Aside from the appropriation, the very existence of the phrase “Asian baby girl” implies that the default for Asian women is the plain jane, nerdy career woman, who can, of course, be beautiful as well. However, this stereotype is the ABG’s character foil. I have always wondered why the term ABG came into being to describe hyper-feminine and stylish Asian women when there are no such terms to describe such women of other demographics. Perhaps it is because of the “nerdy” Asian stereotype being the default that we needed a separate term to describe the women who steered away from this characterization  and created their own. It is also perhaps that the label came to be popularized because of the “ABGs” themselves, in an act of rebellion against these stereotypes.

It could also be argued that some of the styles within the “ABG” aesthetic adhere to white beauty standards. For instance, I often wonder if the voluminous false lashes ABGs wear are to conceal some of our insecurities with our unique monolids and hooded eyes by enlarging them with lashes. Though style and makeup are always up to individual choice, it is worthwhile to evaluate why we make the choices we make in order to make ourselves presentable and appealing to the masses.
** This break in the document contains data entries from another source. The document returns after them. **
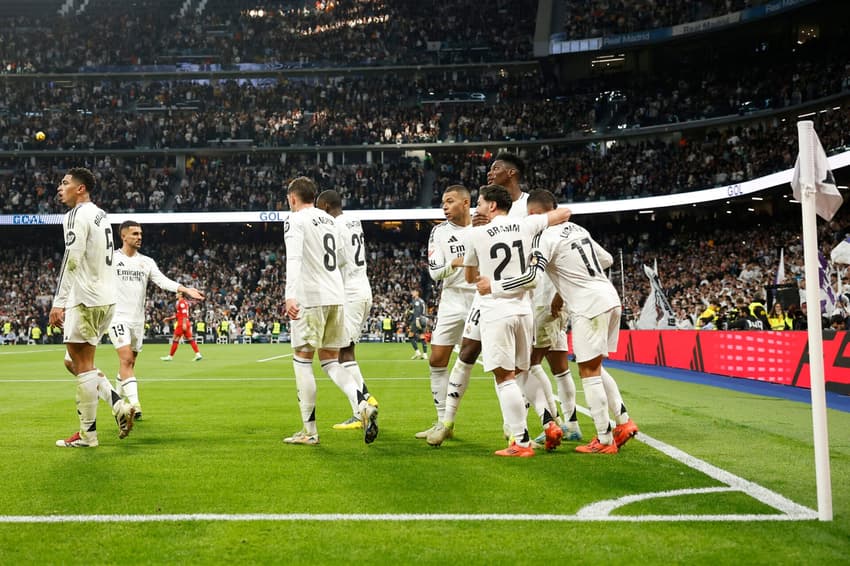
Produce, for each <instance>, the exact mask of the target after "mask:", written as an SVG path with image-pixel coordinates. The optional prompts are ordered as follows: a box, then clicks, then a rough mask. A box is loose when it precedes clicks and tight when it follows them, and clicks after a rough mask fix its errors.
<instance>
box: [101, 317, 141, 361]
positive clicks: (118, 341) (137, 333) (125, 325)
mask: <svg viewBox="0 0 850 566" xmlns="http://www.w3.org/2000/svg"><path fill="white" fill-rule="evenodd" d="M109 339H110V340H112V345H113V346H115V349H116V350H117V349H118V348H123V347H124V346H130V349H131V350H133V351H134V352H136V353H139V352H141V351H142V344H143V343H144V340H145V323H144V322H137V323H129V322H125V321H123V320H120V319H118V318H114V319H112V323H111V324H110V325H109Z"/></svg>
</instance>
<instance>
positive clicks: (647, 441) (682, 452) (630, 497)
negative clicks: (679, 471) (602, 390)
mask: <svg viewBox="0 0 850 566" xmlns="http://www.w3.org/2000/svg"><path fill="white" fill-rule="evenodd" d="M576 410H577V411H578V412H580V413H581V414H583V415H586V416H590V411H589V410H587V409H586V408H585V407H581V406H579V405H576ZM612 426H613V424H612ZM632 440H638V441H640V442H643V443H644V444H646V445H648V446H651V447H652V448H655V449H656V450H658V451H659V452H661V453H662V454H665V455H667V456H669V457H670V458H673V459H674V460H676V461H678V462H681V463H682V464H684V465H686V466H688V467H689V468H693V469H694V470H697V471H698V472H702V473H703V474H705V475H707V476H708V477H710V478H712V479H715V480H717V481H719V482H720V483H724V484H726V485H727V486H729V488H730V491H740V492H742V493H745V494H747V495H749V496H750V497H752V498H753V499H755V500H757V501H761V502H762V503H764V504H765V505H768V506H770V507H773V508H774V509H776V510H777V511H781V512H782V513H784V514H786V515H787V516H789V517H793V518H794V519H796V520H801V519H817V518H818V514H817V511H814V510H813V509H809V508H808V507H804V506H802V505H799V504H797V503H794V502H793V501H791V500H790V499H788V498H786V497H783V496H782V495H779V494H778V493H776V492H774V491H771V490H769V489H767V488H766V487H763V486H761V485H758V484H757V483H753V482H751V481H749V480H745V479H744V478H742V477H739V476H736V475H735V474H733V473H731V472H727V471H726V470H723V469H721V468H718V467H717V466H713V465H711V464H709V463H708V462H706V461H704V460H700V459H699V458H696V457H694V456H691V455H690V454H688V453H687V452H683V451H682V450H679V449H678V448H675V447H674V446H670V445H669V444H666V443H664V442H661V441H660V440H657V439H655V438H653V437H651V436H649V435H647V434H645V433H643V432H638V433H637V434H636V435H635V436H634V438H633V439H632ZM686 491H687V490H686ZM691 492H692V493H697V492H695V491H691ZM661 493H664V492H661ZM673 495H679V494H673ZM667 496H668V495H660V494H659V493H648V494H643V495H629V496H626V497H623V498H620V499H615V500H611V501H609V502H601V501H600V502H596V503H593V504H592V505H590V506H588V507H598V508H600V509H603V508H606V507H605V506H606V505H607V506H610V509H611V510H613V509H615V508H617V507H619V506H621V505H625V504H626V503H632V502H634V501H640V500H642V499H652V498H656V497H667ZM623 500H628V501H625V502H623V503H620V502H621V501H623ZM585 509H587V507H586V508H585ZM583 511H584V509H580V510H579V512H578V514H579V515H581V514H582V512H583Z"/></svg>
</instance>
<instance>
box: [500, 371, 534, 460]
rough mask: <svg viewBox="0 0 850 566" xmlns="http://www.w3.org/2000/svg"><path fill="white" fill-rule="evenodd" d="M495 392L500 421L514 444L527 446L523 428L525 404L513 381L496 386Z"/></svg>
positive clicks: (511, 380)
mask: <svg viewBox="0 0 850 566" xmlns="http://www.w3.org/2000/svg"><path fill="white" fill-rule="evenodd" d="M496 392H497V393H498V395H499V407H501V409H502V419H503V420H504V422H505V424H507V426H508V429H509V431H510V433H511V437H512V438H513V440H514V442H516V443H517V444H519V445H521V446H527V445H528V442H527V441H525V440H524V438H525V437H526V427H525V402H524V401H523V399H522V392H521V391H520V389H519V385H517V382H516V380H515V379H509V380H508V381H504V382H502V383H498V384H496Z"/></svg>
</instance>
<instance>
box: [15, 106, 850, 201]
mask: <svg viewBox="0 0 850 566" xmlns="http://www.w3.org/2000/svg"><path fill="white" fill-rule="evenodd" d="M815 121H816V129H817V131H819V132H821V141H822V143H823V145H824V147H825V148H827V150H828V151H838V150H841V149H843V148H846V147H848V145H850V140H848V138H847V132H848V131H850V110H848V109H846V108H844V109H840V110H836V111H827V112H824V113H820V114H818V115H817V117H815ZM796 143H797V141H796V130H795V126H794V123H793V121H791V120H778V119H775V118H774V119H771V120H768V121H757V122H747V123H742V124H740V125H737V126H734V127H725V128H716V129H709V130H707V131H705V132H704V133H702V134H701V135H700V134H698V133H697V132H694V133H692V134H689V133H687V132H686V133H684V134H683V135H682V136H681V137H679V138H676V139H675V140H672V141H663V140H661V139H647V140H642V141H632V142H627V141H625V140H624V143H618V144H612V145H610V147H605V148H602V147H600V146H598V145H593V146H591V147H586V146H575V145H544V146H541V147H539V148H538V149H531V148H529V149H527V150H524V151H523V157H524V158H525V159H526V161H527V162H528V164H529V170H530V171H531V172H532V174H531V176H530V177H529V178H528V179H527V183H528V186H529V188H546V189H549V190H551V191H552V192H553V193H554V194H555V195H556V196H557V198H558V199H559V201H560V202H583V201H592V200H599V199H604V200H616V199H623V198H635V197H642V196H651V195H656V194H666V193H678V192H686V191H692V190H699V189H705V188H711V187H716V186H723V185H726V184H731V183H737V182H741V181H746V180H750V179H754V178H757V177H760V176H763V175H766V174H769V173H774V172H777V171H782V170H786V169H789V168H791V167H792V166H793V164H794V158H795V156H796ZM488 155H489V154H488V153H486V152H482V153H470V152H468V151H467V152H464V151H457V150H456V148H454V147H452V148H450V150H446V151H443V150H441V151H439V152H437V151H436V150H435V152H434V154H433V156H432V157H433V159H429V160H427V162H425V163H423V162H422V161H420V160H419V159H416V158H404V159H400V160H397V161H389V160H388V161H387V162H385V163H372V164H365V163H350V164H329V163H327V161H325V162H322V163H319V162H317V160H316V159H315V156H311V155H309V154H304V155H303V156H302V158H300V159H299V158H297V157H295V156H294V155H293V156H289V158H288V159H287V161H286V163H282V162H281V158H280V155H275V154H265V155H263V154H258V155H250V156H248V157H246V156H241V157H231V158H213V157H198V158H194V157H191V158H190V159H188V160H187V166H186V173H185V175H182V176H181V175H179V174H178V172H177V171H176V169H175V165H174V164H173V163H171V164H168V165H167V164H165V163H164V158H163V159H159V161H158V160H157V158H148V157H138V158H110V157H104V158H95V159H92V158H89V159H87V161H86V163H87V165H89V166H91V167H92V168H93V169H94V170H95V172H96V173H97V174H98V175H100V176H101V179H100V182H101V187H102V190H103V191H104V192H103V193H102V194H101V198H100V201H101V203H102V204H103V206H105V207H106V208H107V209H108V210H109V211H111V212H126V211H136V212H138V211H145V210H198V211H216V210H278V209H283V208H285V201H284V199H282V198H281V195H280V187H282V186H283V185H284V184H285V182H286V180H287V179H289V178H292V177H293V176H295V175H297V174H302V173H307V174H310V175H311V176H314V177H315V178H316V179H317V181H318V182H319V185H320V186H321V187H322V188H323V189H331V188H332V189H336V190H337V191H339V192H340V193H341V194H342V195H343V197H344V199H345V202H344V204H345V206H346V207H347V208H353V209H362V208H390V207H394V208H406V207H415V206H419V205H422V204H425V205H427V204H428V202H427V196H426V197H425V198H426V200H425V202H424V203H423V201H422V199H421V198H420V197H421V195H422V194H423V191H425V189H426V188H427V187H425V185H424V175H425V172H426V167H431V166H433V167H434V168H435V173H436V180H435V181H434V183H433V186H432V187H431V189H432V190H431V193H430V194H432V195H434V197H433V199H434V202H433V203H432V204H434V205H436V203H437V202H438V199H439V195H440V194H442V191H443V190H444V189H445V187H446V186H448V185H449V184H452V183H456V182H460V183H461V184H464V185H466V186H468V187H470V188H472V189H474V190H475V189H477V188H478V187H479V186H481V185H484V184H486V169H487V167H488V165H489V159H490V157H489V156H488ZM67 163H68V158H53V159H37V160H35V161H34V162H33V161H32V160H26V161H20V160H17V161H8V162H7V163H6V164H4V165H2V166H0V167H2V168H0V203H2V204H0V211H2V212H5V213H9V214H12V213H17V214H21V213H26V214H33V213H48V212H61V211H62V208H61V207H60V206H59V205H58V203H57V202H56V201H55V198H54V190H53V189H54V185H55V183H56V182H57V179H58V178H59V172H61V171H63V170H64V168H65V167H66V166H67Z"/></svg>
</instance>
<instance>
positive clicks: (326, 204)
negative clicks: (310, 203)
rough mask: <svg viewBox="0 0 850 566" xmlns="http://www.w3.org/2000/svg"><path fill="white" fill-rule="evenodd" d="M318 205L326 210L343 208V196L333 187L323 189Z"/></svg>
mask: <svg viewBox="0 0 850 566" xmlns="http://www.w3.org/2000/svg"><path fill="white" fill-rule="evenodd" d="M316 206H318V207H319V208H321V209H322V210H324V211H328V210H342V198H341V197H340V196H339V193H338V192H336V191H335V190H333V189H328V190H327V191H322V192H321V193H319V197H318V198H317V199H316Z"/></svg>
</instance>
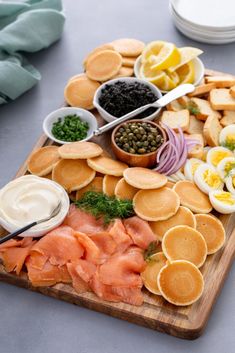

At the end of the day, I and many like-minded people are happy to see young Asian Americans flourishing and feeling beautiful on their own terms. However, even a term as seemingly lighthearted as ABG is a misrepresented term. While we bask in our youth and this particular style as an expression of our individuality, it is worthwhile to dissect how the label came to be and how we as a community should move away from categorizing women, while considering the history of stereotypes targeted against us.